Poster Sun, Jun 7, 2026 • 2:30 PM – 4:30 PM PDT ExHall A 85

Multi-Scale Gaussian-Language Map for Zero-shot Embodied Navigation and Reasoning

Sixian Zhang ⋅ Yiyao Wang ⋅ Xinhang Song ⋅ Keming Zhang ⋅ Zijian Xu ⋅ Shuqiang Jiang

Highlight

Paper PDF

Abstract

Understanding the geometric and semantic structure of environments is essential for embodied agents. Existing semantic mapping methods trade off between explicit geometry and multi-scale semantics,and lack a native interface for large models, thus requiring additional training of feature projection for semantic alignment. To this end, we propose the multi-scale Gaussian-Language Map (GLMap), which introduces three key designs: (1) explicit geometry, (2) multi-scale semantics covering both instance and region level concepts, and (3) a dual-modality interface where each semantic unit jointly stores a natural language description and a 3D Gaussian representation.

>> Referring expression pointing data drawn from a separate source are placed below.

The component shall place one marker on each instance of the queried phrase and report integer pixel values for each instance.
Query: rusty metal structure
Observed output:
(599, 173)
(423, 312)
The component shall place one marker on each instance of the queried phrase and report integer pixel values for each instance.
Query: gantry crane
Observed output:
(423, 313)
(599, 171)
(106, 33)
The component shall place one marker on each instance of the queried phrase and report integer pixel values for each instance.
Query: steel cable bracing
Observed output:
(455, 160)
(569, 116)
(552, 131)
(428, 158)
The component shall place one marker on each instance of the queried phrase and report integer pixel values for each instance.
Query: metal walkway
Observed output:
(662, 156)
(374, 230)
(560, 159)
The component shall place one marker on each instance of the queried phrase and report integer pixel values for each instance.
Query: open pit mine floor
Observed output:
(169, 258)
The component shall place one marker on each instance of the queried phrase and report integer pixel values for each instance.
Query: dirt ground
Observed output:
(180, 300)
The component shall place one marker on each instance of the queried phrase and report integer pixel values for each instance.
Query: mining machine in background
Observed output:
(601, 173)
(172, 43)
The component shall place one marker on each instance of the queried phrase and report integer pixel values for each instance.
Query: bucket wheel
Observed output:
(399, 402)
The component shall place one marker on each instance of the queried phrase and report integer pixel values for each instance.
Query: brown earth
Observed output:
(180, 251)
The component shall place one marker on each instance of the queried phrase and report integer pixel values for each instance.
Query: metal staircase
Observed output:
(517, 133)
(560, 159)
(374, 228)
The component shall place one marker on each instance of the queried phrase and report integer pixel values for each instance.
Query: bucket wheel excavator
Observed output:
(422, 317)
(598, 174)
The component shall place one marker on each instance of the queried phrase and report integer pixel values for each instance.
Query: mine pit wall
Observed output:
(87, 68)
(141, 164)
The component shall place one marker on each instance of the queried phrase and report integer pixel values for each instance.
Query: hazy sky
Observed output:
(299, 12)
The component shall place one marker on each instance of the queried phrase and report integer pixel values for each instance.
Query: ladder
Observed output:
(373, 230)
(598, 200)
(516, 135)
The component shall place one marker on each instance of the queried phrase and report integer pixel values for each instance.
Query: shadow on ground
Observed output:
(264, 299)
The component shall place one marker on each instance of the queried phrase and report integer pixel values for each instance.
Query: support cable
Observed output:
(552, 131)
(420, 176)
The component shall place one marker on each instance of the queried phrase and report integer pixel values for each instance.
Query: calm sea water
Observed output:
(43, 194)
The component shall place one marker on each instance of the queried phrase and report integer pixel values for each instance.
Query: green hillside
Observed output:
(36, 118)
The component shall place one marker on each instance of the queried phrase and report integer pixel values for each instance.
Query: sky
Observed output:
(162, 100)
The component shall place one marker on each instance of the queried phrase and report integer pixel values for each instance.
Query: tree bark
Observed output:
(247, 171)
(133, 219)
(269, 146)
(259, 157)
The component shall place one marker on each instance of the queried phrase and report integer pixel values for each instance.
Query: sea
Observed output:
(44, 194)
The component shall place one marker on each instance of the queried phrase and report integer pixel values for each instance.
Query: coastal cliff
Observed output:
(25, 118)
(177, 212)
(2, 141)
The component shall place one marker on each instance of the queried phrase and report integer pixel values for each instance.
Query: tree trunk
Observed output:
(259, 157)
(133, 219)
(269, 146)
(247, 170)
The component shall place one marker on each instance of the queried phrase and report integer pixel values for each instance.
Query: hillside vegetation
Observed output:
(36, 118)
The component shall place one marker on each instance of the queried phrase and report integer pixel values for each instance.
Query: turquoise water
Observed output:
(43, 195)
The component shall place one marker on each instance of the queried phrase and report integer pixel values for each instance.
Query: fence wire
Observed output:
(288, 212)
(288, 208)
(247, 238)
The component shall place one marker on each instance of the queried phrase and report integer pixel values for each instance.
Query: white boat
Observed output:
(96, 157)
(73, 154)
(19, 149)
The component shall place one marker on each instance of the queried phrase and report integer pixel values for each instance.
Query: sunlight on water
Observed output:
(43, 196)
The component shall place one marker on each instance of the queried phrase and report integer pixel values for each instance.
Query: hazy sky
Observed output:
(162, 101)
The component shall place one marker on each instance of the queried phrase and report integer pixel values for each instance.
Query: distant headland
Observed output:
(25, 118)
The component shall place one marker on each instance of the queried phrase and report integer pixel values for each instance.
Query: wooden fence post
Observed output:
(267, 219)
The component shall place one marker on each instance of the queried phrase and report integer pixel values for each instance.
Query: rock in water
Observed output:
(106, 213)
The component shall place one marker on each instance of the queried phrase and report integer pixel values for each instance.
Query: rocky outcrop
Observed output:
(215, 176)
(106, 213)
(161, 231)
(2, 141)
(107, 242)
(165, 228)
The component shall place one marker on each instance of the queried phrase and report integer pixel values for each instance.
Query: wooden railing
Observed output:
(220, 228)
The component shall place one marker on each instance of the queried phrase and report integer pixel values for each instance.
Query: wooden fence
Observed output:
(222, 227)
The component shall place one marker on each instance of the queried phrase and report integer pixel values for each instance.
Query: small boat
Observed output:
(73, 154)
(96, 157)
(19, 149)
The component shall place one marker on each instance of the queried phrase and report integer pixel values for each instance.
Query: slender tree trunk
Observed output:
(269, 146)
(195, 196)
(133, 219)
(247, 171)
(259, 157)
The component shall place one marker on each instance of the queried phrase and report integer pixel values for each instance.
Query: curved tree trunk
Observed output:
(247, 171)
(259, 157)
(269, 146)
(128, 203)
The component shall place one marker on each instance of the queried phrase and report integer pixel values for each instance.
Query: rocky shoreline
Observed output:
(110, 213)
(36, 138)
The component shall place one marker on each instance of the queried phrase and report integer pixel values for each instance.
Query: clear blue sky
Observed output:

The 3D Gaussians enable compact storage and fast rendering of task-relevant images via Gaussian splatting. To enable efficient incremental construction, we further propose a Gaussian Estimator that analytically derives Gaussian parameters from dense point clouds without gradient-based optimization. Experiments on ObjectNav, InstNav, and SQA tasks show that GLMap effectively enhances target localization and contextual reasoning, while remaining compatible with large-model-based methods in a zero-shot manner.